Chibs rubbed a hand down his face and stepped closer to press it against Juice's back. "She didn't have a choice, brother. They weren't gonna release you until they had her, and now that they do she's cut off. We can't get to her, and they sure as fuck aren't gonna let her contact us."
He fell back against the sofa and stared out at the room with dull, unseeing eyes. "So that's it, then," he said, quietly. "She's just gone."
A silence fell. Juice was still, his hands limp at his sides, his expression lost.
"Juicy, listen to me," Chibs said. "She made this choice for you. You get that? She didn't want to go, but she thought you were worth it."
"I'm not," he said. "I don't deserve it."

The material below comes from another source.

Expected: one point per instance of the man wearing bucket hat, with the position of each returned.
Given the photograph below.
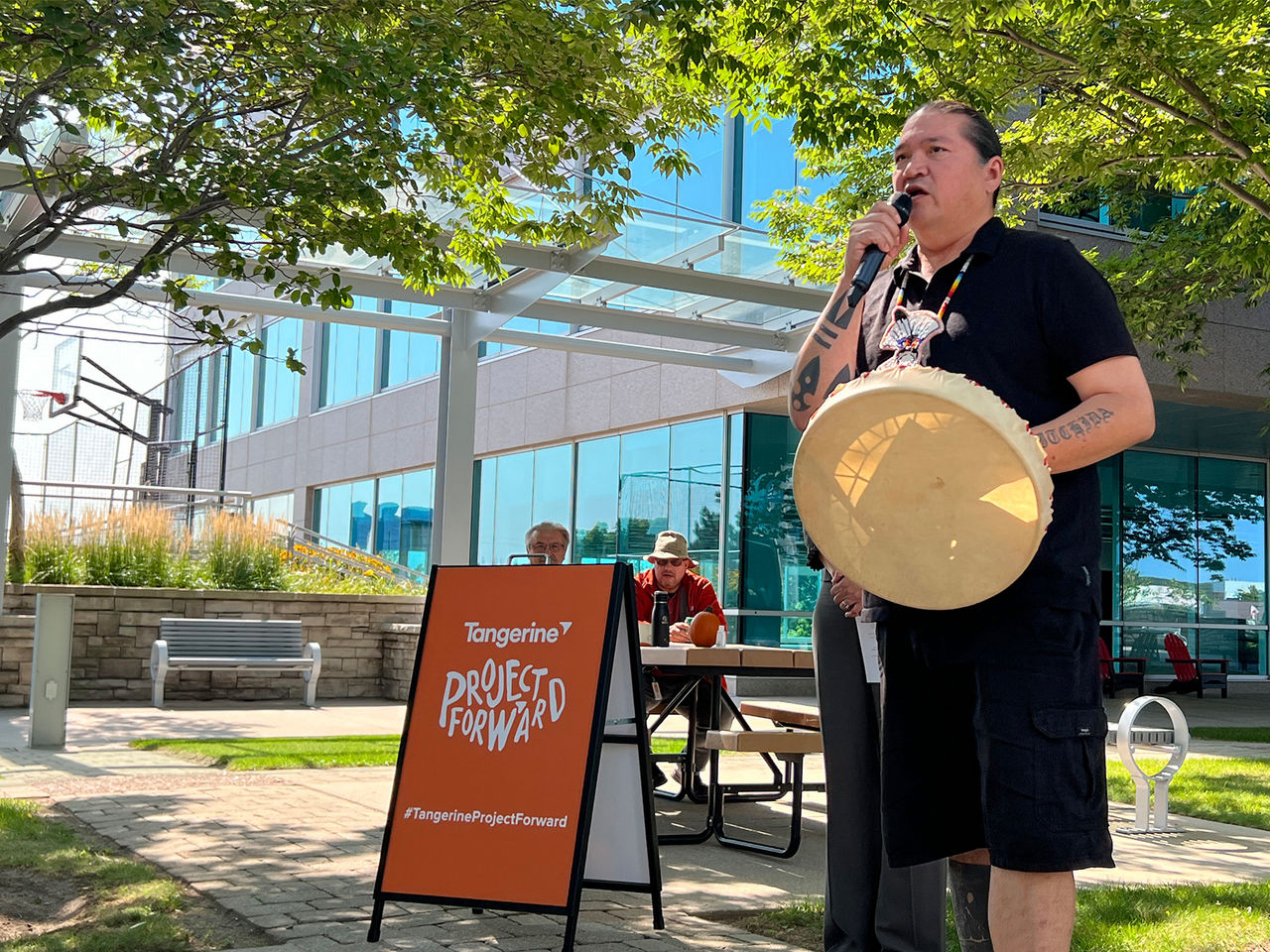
(689, 594)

"No you fucking well don't," Jax said. "But you've got it anyway, along with a second chance from us. Ollie's gone, but you're still here. Nut up and earn this."
His head lurched toward Jax. "What would you do if it were Tara?"

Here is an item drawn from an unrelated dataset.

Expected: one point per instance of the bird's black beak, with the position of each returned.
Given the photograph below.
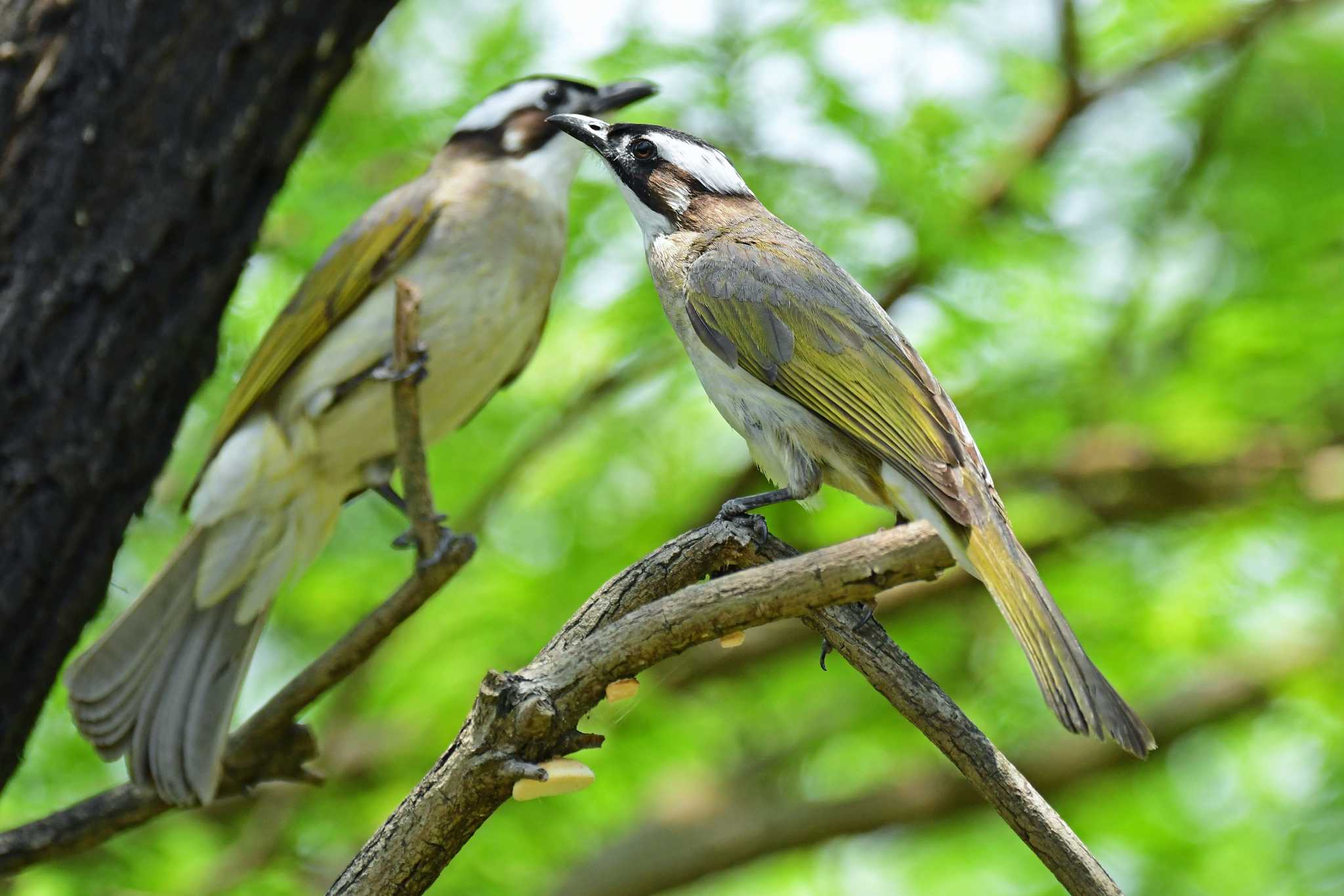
(591, 132)
(621, 94)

He flinched and looked away. "That's different," he said in a rough voice.
"No, brother," Juice said, "it's not."
"You love her that much, laddie?" Chibs said after a moment.
He pushed himself to his feet and wandered toward the door. "She's it for me," he said, simply. "She's endgame. Always has been, even when I was too fucking stupid to see it."
He shook his head like a stunned animal and shuffled out into the hall. The door drifted shut behind him, and Chibs and Jax stared after him with matching expressions of vexation.
"He's gonna need watching," Jax said at last.
"Aye," Chibs said, his voice grim. Then, thoughtfully: "You think she knew?"
"Who, Olivia?"
"No, lad, the fuckin' tooth fairy." He rolled his eyes. "Of course Olivia. You think she knew about—?" He waved toward the door.
He considered for a time, brows drawn together over troubled blue eyes. "Nah, Chibs. I don't think she had any idea." He huffed out a breath. "I don't think it'd even occur to her."
"It's a sad thing," Chibs said with all the gravity and poetry of a true Scot, "when a beautiful woman doesn't believe she's worth loving."
"Amen to that, brother," he said and shook his head. "Amen."
Um. Here's the thing: Clay was shot really badly, and if I remember correctly Wayne basically just sat there and waited for the ambulance. I think irl he would've needed a little more first aid than that, considering he was on oxygen for however long afterwords due to lung damage. So p. much I just have Olivia doing what I think SHOULD have been done on the show. But, I mean, it's been a long time since my first aid certification lapsed, so maybe I'm wrong; and maybe way off base with what she did, but, I dunno. I googled it?